Since March 10, 2003 - Version 2.1
hypothetic.org

MSN Messenger Protocol

Client - Plaintext

Back To Normal Layout

Overview

Plaintext messages, also known as instant messages, are the regular messages sent between principals on MSN. Sending a plaintext message instructs clients receiving the message to display it on-screen, optionally with some simple formatting.

Message Format

Content-Type Field

Plaintext messages sent with Content-Type: text/plain are treated as ISO 8859-1 encoded messages. Plaintext messages sent with Content-Type: text/plain; charset=UTF-8 are treated as UTF-8 encoded messages. If you create a new content-type with another charset value (e.g. charset=iso-8859-15), the official client will not display the message. ISO-8859-1 and UTF-8 encodings are discussed in the Connections page.

X-MMS-IM-Format Field

The X-MMS-IM-Format field specifies formatting options for the content of the message such as font name and color. This field is optional, and if it is omitted, the receiving client will assign some default formatting. Clients that do not support formatting should ignore this field and display the message as if the field was not there. Because this field consists of many parameters, it will be explained below.

Body

The body of a plaintext message is just plain text - there are no special characters, escape sequences, etc. If your client receives an ISO 8859-1 message, it may need to convert it to UTF-8.

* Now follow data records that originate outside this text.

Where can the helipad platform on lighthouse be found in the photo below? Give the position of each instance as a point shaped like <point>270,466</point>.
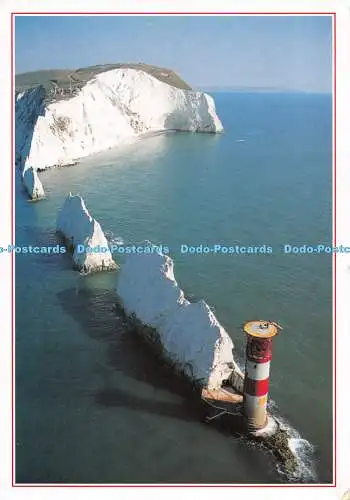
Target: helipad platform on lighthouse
<point>261,329</point>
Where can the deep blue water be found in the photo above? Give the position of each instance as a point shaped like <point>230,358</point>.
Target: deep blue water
<point>91,403</point>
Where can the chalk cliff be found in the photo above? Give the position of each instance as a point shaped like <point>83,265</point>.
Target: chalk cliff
<point>84,233</point>
<point>112,108</point>
<point>189,333</point>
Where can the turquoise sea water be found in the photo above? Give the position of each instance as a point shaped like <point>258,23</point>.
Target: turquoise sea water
<point>91,404</point>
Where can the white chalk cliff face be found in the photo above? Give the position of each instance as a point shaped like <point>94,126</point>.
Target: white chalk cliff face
<point>189,332</point>
<point>112,109</point>
<point>83,232</point>
<point>33,184</point>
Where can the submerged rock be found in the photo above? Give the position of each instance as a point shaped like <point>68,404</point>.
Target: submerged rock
<point>84,235</point>
<point>33,184</point>
<point>189,333</point>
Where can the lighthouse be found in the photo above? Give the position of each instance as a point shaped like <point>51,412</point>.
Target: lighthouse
<point>257,370</point>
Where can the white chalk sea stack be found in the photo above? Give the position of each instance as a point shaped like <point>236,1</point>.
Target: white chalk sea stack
<point>189,333</point>
<point>83,232</point>
<point>33,184</point>
<point>110,110</point>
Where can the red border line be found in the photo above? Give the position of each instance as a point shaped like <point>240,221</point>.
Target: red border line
<point>170,485</point>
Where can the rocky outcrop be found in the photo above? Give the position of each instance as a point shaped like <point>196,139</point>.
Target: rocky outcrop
<point>33,184</point>
<point>84,236</point>
<point>189,333</point>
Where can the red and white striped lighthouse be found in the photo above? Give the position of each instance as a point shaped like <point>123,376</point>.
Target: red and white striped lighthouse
<point>257,371</point>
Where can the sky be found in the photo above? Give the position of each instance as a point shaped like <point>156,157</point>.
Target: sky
<point>283,52</point>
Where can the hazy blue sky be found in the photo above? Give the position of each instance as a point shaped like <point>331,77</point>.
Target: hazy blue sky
<point>283,51</point>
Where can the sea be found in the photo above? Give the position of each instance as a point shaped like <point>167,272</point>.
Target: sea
<point>93,405</point>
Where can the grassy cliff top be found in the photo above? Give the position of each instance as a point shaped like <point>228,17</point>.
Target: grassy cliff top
<point>63,83</point>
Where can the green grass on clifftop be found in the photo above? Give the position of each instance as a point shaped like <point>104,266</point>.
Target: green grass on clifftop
<point>68,82</point>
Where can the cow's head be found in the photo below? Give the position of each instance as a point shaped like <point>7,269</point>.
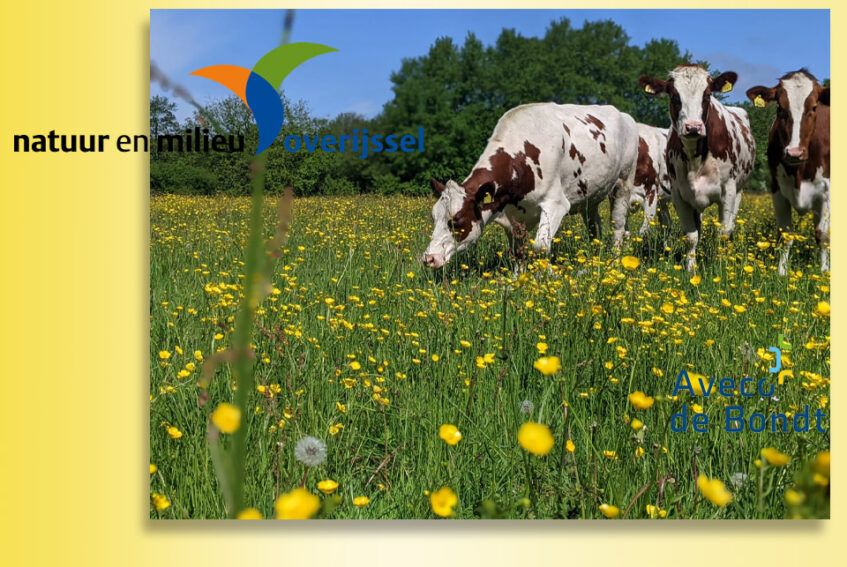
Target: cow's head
<point>690,89</point>
<point>797,95</point>
<point>458,218</point>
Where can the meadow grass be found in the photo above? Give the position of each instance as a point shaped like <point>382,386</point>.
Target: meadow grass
<point>363,347</point>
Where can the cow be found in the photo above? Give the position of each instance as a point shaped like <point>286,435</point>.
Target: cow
<point>710,150</point>
<point>798,155</point>
<point>651,189</point>
<point>542,162</point>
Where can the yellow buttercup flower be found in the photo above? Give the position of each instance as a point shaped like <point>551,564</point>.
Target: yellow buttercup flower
<point>774,457</point>
<point>535,438</point>
<point>548,365</point>
<point>299,504</point>
<point>794,497</point>
<point>714,490</point>
<point>450,434</point>
<point>443,501</point>
<point>610,511</point>
<point>640,400</point>
<point>249,514</point>
<point>227,418</point>
<point>361,501</point>
<point>654,511</point>
<point>630,262</point>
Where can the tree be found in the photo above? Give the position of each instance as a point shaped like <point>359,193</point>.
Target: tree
<point>162,117</point>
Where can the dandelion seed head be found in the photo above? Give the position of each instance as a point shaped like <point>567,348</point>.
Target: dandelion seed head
<point>310,451</point>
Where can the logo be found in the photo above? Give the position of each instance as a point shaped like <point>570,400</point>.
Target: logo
<point>259,88</point>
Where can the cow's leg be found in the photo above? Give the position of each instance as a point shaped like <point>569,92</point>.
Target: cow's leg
<point>729,208</point>
<point>619,212</point>
<point>689,219</point>
<point>664,214</point>
<point>822,232</point>
<point>550,220</point>
<point>782,211</point>
<point>649,206</point>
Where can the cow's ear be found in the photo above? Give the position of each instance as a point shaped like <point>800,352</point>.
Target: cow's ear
<point>761,96</point>
<point>652,85</point>
<point>437,186</point>
<point>724,82</point>
<point>485,196</point>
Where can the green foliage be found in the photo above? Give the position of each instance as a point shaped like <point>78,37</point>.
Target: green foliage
<point>348,285</point>
<point>456,93</point>
<point>760,122</point>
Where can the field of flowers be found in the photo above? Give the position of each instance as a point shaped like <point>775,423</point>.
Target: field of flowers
<point>385,390</point>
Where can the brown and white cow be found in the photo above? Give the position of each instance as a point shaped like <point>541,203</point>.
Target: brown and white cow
<point>542,162</point>
<point>651,187</point>
<point>710,149</point>
<point>798,155</point>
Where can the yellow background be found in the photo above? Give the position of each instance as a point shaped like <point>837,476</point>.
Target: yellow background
<point>74,325</point>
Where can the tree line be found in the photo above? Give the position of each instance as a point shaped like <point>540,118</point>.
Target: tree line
<point>456,92</point>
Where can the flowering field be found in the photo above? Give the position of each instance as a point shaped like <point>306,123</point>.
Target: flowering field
<point>385,390</point>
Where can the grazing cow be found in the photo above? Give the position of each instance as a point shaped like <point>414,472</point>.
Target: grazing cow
<point>651,187</point>
<point>798,155</point>
<point>542,162</point>
<point>710,149</point>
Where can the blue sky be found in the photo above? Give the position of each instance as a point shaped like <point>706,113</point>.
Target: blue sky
<point>760,45</point>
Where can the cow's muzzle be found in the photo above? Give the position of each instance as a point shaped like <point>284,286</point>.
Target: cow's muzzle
<point>693,129</point>
<point>433,260</point>
<point>796,155</point>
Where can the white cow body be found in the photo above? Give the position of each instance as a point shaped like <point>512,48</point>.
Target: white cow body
<point>710,151</point>
<point>799,156</point>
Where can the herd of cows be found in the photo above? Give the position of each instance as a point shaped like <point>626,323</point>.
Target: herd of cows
<point>547,160</point>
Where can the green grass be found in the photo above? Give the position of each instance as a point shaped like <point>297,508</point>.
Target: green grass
<point>360,252</point>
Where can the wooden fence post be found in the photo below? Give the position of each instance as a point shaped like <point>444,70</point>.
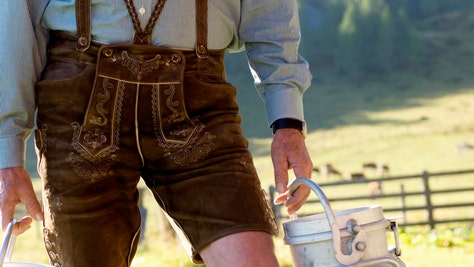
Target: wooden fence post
<point>403,202</point>
<point>427,192</point>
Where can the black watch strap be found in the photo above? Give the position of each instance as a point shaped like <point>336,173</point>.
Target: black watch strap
<point>287,123</point>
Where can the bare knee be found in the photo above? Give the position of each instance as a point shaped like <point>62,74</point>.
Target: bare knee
<point>241,249</point>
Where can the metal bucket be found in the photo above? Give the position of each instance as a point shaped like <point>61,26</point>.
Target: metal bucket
<point>7,250</point>
<point>354,237</point>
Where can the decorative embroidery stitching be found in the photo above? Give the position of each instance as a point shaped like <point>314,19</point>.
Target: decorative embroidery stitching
<point>197,146</point>
<point>92,167</point>
<point>102,99</point>
<point>140,66</point>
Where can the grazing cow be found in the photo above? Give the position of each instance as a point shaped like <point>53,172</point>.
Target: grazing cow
<point>382,169</point>
<point>357,176</point>
<point>328,170</point>
<point>316,169</point>
<point>369,165</point>
<point>464,146</point>
<point>374,188</point>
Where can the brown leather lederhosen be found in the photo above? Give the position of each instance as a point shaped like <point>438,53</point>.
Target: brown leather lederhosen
<point>164,115</point>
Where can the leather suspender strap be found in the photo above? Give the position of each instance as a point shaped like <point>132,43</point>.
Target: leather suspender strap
<point>144,36</point>
<point>83,24</point>
<point>201,29</point>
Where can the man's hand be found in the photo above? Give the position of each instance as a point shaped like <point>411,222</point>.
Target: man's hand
<point>16,188</point>
<point>289,152</point>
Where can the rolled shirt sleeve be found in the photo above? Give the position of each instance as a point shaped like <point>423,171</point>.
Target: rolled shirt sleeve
<point>271,33</point>
<point>20,63</point>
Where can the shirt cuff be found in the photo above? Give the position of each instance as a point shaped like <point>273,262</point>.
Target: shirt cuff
<point>13,153</point>
<point>284,104</point>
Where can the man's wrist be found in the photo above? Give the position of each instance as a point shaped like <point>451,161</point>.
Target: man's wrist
<point>289,123</point>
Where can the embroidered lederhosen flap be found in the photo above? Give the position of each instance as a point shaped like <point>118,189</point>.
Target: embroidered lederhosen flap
<point>129,67</point>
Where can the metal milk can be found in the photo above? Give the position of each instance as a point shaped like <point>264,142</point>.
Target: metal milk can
<point>354,237</point>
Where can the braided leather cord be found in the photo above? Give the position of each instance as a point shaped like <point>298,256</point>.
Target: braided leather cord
<point>144,36</point>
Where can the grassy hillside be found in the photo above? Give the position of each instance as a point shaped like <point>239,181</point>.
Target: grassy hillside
<point>411,121</point>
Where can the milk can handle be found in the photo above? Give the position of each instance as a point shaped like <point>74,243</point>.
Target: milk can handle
<point>8,243</point>
<point>336,235</point>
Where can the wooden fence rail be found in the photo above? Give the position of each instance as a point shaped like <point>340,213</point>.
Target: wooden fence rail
<point>441,193</point>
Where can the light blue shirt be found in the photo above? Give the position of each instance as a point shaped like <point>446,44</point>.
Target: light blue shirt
<point>268,30</point>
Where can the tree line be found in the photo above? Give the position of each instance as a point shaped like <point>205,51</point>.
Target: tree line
<point>363,38</point>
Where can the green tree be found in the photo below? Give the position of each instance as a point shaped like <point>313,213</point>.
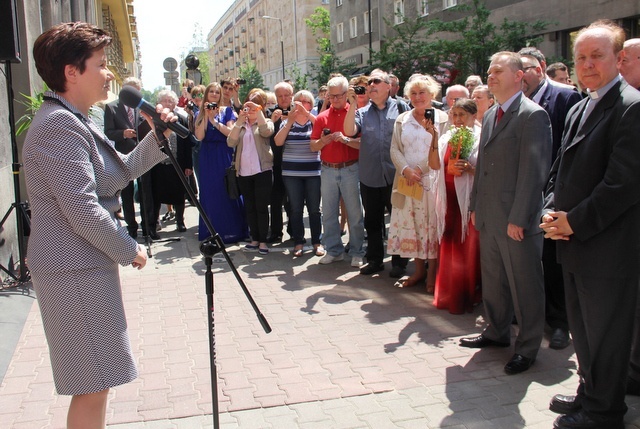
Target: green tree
<point>330,62</point>
<point>251,74</point>
<point>299,80</point>
<point>463,46</point>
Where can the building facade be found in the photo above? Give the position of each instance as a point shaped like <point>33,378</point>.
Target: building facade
<point>272,34</point>
<point>35,16</point>
<point>357,26</point>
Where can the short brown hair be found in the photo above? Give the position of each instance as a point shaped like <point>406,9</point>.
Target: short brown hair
<point>71,43</point>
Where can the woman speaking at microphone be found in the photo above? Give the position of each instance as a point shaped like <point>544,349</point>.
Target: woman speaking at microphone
<point>74,177</point>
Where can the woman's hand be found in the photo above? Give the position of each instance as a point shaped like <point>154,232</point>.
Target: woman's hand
<point>413,175</point>
<point>141,258</point>
<point>463,166</point>
<point>165,115</point>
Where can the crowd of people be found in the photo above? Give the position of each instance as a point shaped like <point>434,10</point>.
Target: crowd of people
<point>521,193</point>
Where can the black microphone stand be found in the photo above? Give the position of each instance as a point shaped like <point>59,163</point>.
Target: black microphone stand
<point>22,218</point>
<point>208,248</point>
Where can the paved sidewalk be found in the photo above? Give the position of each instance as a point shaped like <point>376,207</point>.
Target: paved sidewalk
<point>346,351</point>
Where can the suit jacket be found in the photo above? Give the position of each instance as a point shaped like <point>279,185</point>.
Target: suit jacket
<point>116,121</point>
<point>512,169</point>
<point>596,180</point>
<point>557,101</point>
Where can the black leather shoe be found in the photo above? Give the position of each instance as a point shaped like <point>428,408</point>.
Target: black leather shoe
<point>371,267</point>
<point>559,339</point>
<point>518,364</point>
<point>565,404</point>
<point>397,272</point>
<point>633,387</point>
<point>481,341</point>
<point>580,420</point>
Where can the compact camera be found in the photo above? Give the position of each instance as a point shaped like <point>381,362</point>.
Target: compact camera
<point>360,90</point>
<point>429,114</point>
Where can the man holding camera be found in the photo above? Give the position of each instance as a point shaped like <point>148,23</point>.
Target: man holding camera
<point>375,124</point>
<point>284,95</point>
<point>339,176</point>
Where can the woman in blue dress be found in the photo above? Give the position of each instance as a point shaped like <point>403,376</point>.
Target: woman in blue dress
<point>212,127</point>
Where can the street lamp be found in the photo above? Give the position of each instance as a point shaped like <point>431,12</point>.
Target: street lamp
<point>281,39</point>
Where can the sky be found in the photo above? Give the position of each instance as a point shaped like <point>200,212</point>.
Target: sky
<point>166,29</point>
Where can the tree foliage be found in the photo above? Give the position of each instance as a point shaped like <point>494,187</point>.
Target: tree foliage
<point>329,62</point>
<point>251,74</point>
<point>459,47</point>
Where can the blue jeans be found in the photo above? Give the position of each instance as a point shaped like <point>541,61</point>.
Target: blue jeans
<point>343,182</point>
<point>301,190</point>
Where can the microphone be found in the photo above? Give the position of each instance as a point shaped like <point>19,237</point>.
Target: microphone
<point>133,98</point>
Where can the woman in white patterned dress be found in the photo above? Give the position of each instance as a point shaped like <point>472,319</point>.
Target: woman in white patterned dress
<point>74,177</point>
<point>415,229</point>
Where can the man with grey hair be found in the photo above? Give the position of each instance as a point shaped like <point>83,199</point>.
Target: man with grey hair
<point>374,122</point>
<point>506,200</point>
<point>453,93</point>
<point>339,176</point>
<point>125,126</point>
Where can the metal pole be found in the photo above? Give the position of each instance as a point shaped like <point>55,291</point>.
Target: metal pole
<point>282,46</point>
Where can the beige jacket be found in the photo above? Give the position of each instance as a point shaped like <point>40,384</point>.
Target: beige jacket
<point>262,135</point>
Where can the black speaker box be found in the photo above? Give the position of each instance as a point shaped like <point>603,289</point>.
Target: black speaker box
<point>9,41</point>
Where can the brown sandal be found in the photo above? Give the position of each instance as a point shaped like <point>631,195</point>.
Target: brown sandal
<point>319,249</point>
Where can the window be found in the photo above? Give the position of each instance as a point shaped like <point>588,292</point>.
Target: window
<point>353,27</point>
<point>398,11</point>
<point>449,3</point>
<point>366,23</point>
<point>423,7</point>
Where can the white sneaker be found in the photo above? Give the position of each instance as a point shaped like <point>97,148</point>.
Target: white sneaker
<point>327,259</point>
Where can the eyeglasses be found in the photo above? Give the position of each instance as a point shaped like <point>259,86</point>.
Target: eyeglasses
<point>376,80</point>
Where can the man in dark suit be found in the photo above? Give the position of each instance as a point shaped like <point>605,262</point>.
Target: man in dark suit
<point>125,126</point>
<point>506,199</point>
<point>556,101</point>
<point>592,209</point>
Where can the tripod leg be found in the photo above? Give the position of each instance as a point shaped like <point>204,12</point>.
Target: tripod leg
<point>212,342</point>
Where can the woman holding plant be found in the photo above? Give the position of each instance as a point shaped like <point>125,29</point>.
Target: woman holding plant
<point>458,279</point>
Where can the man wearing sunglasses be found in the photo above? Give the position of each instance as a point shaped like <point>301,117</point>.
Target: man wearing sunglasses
<point>375,123</point>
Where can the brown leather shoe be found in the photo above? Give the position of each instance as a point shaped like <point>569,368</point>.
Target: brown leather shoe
<point>565,404</point>
<point>481,341</point>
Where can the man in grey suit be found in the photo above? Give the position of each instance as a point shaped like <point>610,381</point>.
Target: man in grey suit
<point>592,209</point>
<point>506,199</point>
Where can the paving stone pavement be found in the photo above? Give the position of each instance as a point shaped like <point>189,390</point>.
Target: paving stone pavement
<point>346,351</point>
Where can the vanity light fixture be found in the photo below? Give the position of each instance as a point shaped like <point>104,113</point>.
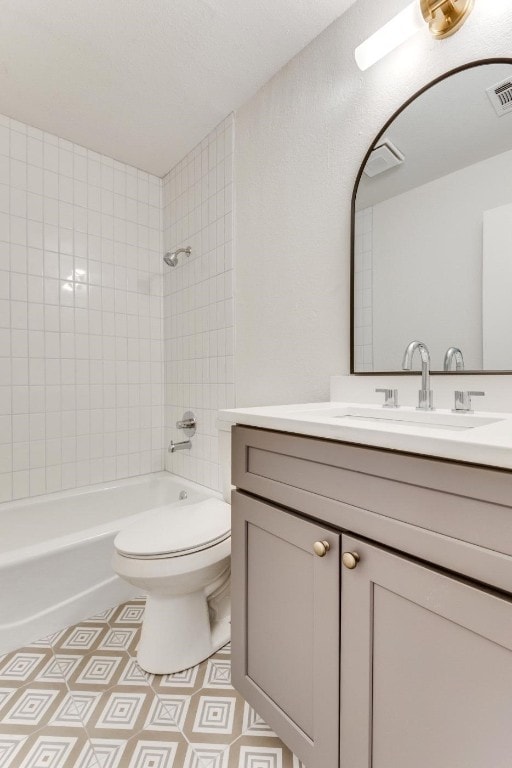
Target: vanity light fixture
<point>444,18</point>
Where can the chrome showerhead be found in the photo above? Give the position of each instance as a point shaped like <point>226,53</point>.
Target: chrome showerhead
<point>171,257</point>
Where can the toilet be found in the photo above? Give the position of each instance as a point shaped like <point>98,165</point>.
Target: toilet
<point>180,558</point>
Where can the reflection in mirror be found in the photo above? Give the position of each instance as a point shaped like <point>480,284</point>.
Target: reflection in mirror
<point>432,253</point>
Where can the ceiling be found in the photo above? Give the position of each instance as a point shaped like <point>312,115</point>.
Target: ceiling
<point>144,82</point>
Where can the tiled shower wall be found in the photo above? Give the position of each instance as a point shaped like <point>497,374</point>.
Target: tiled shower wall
<point>81,365</point>
<point>198,299</point>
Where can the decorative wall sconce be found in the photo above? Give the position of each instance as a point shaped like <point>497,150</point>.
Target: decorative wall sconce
<point>444,18</point>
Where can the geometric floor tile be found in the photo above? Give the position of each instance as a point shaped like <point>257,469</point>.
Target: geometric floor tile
<point>78,699</point>
<point>121,710</point>
<point>253,724</point>
<point>9,748</point>
<point>206,756</point>
<point>215,715</point>
<point>118,639</point>
<point>132,674</point>
<point>81,638</point>
<point>49,752</point>
<point>76,709</point>
<point>19,667</point>
<point>109,752</point>
<point>59,668</point>
<point>218,674</point>
<point>130,613</point>
<point>99,669</point>
<point>167,713</point>
<point>30,707</point>
<point>154,754</point>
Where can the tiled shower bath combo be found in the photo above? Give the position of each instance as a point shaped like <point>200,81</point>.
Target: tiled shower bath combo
<point>78,699</point>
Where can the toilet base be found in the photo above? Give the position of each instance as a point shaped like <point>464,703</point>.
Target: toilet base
<point>180,631</point>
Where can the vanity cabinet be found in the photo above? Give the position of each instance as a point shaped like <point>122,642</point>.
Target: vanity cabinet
<point>426,663</point>
<point>404,657</point>
<point>285,625</point>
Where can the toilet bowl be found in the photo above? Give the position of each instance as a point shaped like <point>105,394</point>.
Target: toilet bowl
<point>179,556</point>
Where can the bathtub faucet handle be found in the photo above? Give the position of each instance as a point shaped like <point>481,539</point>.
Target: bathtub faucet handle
<point>188,424</point>
<point>186,445</point>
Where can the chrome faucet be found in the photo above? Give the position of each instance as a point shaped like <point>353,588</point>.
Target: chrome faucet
<point>425,395</point>
<point>453,353</point>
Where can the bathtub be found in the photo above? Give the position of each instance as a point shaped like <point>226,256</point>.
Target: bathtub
<point>55,552</point>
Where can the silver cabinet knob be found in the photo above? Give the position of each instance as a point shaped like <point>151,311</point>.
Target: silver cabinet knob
<point>350,560</point>
<point>321,548</point>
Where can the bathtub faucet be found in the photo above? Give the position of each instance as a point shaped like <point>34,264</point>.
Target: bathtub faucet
<point>183,446</point>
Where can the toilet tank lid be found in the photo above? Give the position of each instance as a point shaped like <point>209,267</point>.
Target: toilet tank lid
<point>176,529</point>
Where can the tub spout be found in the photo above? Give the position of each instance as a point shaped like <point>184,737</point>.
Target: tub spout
<point>183,446</point>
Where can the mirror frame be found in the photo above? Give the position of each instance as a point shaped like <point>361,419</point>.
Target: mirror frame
<point>431,84</point>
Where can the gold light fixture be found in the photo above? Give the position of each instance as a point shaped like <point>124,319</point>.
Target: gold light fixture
<point>445,17</point>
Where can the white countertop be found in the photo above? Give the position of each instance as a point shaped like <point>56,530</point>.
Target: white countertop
<point>439,433</point>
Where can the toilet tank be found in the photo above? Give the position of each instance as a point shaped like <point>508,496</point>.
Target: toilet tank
<point>224,431</point>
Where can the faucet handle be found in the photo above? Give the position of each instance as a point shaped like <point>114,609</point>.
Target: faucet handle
<point>463,401</point>
<point>390,397</point>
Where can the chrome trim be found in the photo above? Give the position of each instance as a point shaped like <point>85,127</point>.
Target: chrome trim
<point>425,395</point>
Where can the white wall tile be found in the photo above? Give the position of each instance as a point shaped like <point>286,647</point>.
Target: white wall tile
<point>81,382</point>
<point>198,300</point>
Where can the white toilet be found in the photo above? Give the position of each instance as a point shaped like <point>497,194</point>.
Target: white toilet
<point>180,558</point>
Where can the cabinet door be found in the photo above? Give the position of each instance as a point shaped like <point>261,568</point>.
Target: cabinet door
<point>285,626</point>
<point>426,667</point>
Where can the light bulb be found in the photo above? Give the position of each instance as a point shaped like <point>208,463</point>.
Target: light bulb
<point>395,32</point>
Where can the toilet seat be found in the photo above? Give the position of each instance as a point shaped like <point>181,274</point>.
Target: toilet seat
<point>176,530</point>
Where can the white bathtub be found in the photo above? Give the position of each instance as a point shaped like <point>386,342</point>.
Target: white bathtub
<point>55,552</point>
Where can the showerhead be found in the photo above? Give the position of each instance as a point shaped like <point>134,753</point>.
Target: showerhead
<point>171,257</point>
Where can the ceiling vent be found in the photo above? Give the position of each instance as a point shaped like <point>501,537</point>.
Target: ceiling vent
<point>383,157</point>
<point>501,97</point>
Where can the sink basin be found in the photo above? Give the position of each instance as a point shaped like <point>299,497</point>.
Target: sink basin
<point>364,416</point>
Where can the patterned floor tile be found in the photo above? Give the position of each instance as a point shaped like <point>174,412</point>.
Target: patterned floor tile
<point>187,682</point>
<point>59,668</point>
<point>98,671</point>
<point>130,613</point>
<point>75,709</point>
<point>19,667</point>
<point>83,637</point>
<point>132,674</point>
<point>148,750</point>
<point>10,746</point>
<point>249,752</point>
<point>78,699</point>
<point>216,716</point>
<point>207,756</point>
<point>120,639</point>
<point>31,708</point>
<point>109,752</point>
<point>51,749</point>
<point>168,713</point>
<point>218,673</point>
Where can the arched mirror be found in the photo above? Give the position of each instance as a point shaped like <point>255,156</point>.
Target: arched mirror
<point>432,228</point>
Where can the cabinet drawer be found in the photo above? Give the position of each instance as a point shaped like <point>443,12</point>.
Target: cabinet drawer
<point>426,665</point>
<point>467,503</point>
<point>285,626</point>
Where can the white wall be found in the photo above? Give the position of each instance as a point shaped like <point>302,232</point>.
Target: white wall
<point>81,375</point>
<point>198,300</point>
<point>427,272</point>
<point>300,141</point>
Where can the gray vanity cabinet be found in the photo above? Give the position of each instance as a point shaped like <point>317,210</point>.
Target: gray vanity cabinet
<point>401,659</point>
<point>426,667</point>
<point>285,625</point>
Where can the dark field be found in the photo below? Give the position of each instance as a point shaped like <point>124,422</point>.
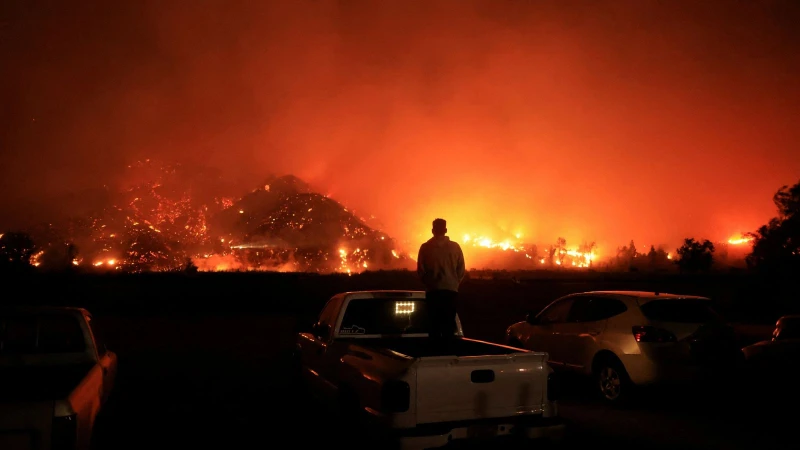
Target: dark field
<point>201,356</point>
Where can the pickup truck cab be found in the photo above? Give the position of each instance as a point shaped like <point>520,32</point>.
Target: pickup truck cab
<point>55,376</point>
<point>369,354</point>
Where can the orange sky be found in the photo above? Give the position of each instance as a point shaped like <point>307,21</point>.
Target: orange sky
<point>606,121</point>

To manually separate lines in the content of a message or add blank lines, just add more \r\ns. Sending individual \rs and \ns will cause undefined behaviour.

Emoticons may be included in the body of a plaintext message. Emoticons are expressed in their text form. For example, to send a smiley face, the body would contain :). No special codes are required. Microsoft provide a list of common emoticons and their textual counterparts on this MSN Help page. A complete list of emoticons (including several "hidden" emoticons) can be found on ZoRoNaX's site.

Example Messages

Below is an example message with two lines and UTF-8 encoding specified.

MIME-Version: 1.0\r\n
Content-Type: text/plain; charset=UTF-8\r\n
X-MMS-IM-Format: FN=Arial; EF=I; CO=ff0000; CS=0; PF=22\r\n
\r\n
Hello!\r
How are you?

Below is an example message with two lines in ISO 8895-1 with no formatting options and an emoticon.

MIME-Version: 1.0\r\n
Content-Type: text/plain\r\n
\r\n
I'm fine. :)\r\n
And you?

X-MMS-IM-Format Field

The value of the X-MMS-IM-Format field is a list of parameters. You should not expect the paramaters to be arranged in any particular order, or for all the parameters to be included. As of summer 2003, the switchboard server requires FN to be the first parameter if it's included. If it is not, the switchboard will close the connectionwithout sending the message. This is presumably because of a font name bug that existed in older versions of the official client. Because server software constantly changes, third party clients should not rely on this.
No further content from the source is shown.